Purpose: Continuous irradiation of relatively short duration as administered in gamma-ray stereotactic radiosurgery (SRS) is biologically not equivalent to the more protracted intermittent exposures during accelerator-based radiosurgery with multiple arcs. Accelerator-based SRS and fractionated stereotactic radiotherapy (SRT) is currently performed with a high degree of variability in equipment and techniques resulting in highly variable treatment delivery times. The present work is designed to quantify the effects of radiation delivery times on biological effectiveness. For this, the intermittent radiation delivery schemes, typical for linac-based SRS/SRT, have been simulated in vitro to derive biological correction factors.
Methods and materials: The experiments were carried out using U-87MG human glioma cells in suspension at 37 degrees C irradiated with 6 MV X-rays to clinically relevant doses ranging from 6 to 18 Gy, delivered over total irradiation times from 16 min to 3 h. The resulting cell survival data was used to calculate dose correction factors to compensate for wide variations in dose delivery times.

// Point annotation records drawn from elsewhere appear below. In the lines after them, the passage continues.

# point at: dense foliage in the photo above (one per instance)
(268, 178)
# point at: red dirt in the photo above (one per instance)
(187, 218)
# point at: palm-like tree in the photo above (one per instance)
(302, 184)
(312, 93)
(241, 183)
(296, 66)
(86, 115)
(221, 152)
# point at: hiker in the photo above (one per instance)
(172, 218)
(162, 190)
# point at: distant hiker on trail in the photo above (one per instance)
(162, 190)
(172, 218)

Results: At each total dose level, cell survival increased with increasing total irradiation time. The increase in survival was more pronounced at higher dose levels. At a total dose of 12 Gy, cell survival increased by a factor of 4.7 when irradiation time was increased from 16 to 112 min. Dose correction factors were calculated to allow biologically equivalent irradiations over the range of exposure times. Cells irradiated with corrected total doses of 11.5 Gy delivered incrementally in 16 min up to 13.3 Gy in 112 min were found to exhibit the same survival within the experimental limits of accuracy.
Conclusions: For a given total dose, variations in dose delivery time typical of SRS/SRT techniques will result in significant changes in cell survival. In the dose range studied, an isoeffect dose correction factor of 2 to 3 cGy/min was shown to compensate for the change in delivery time for U-87 MG human gloma cells in vitro.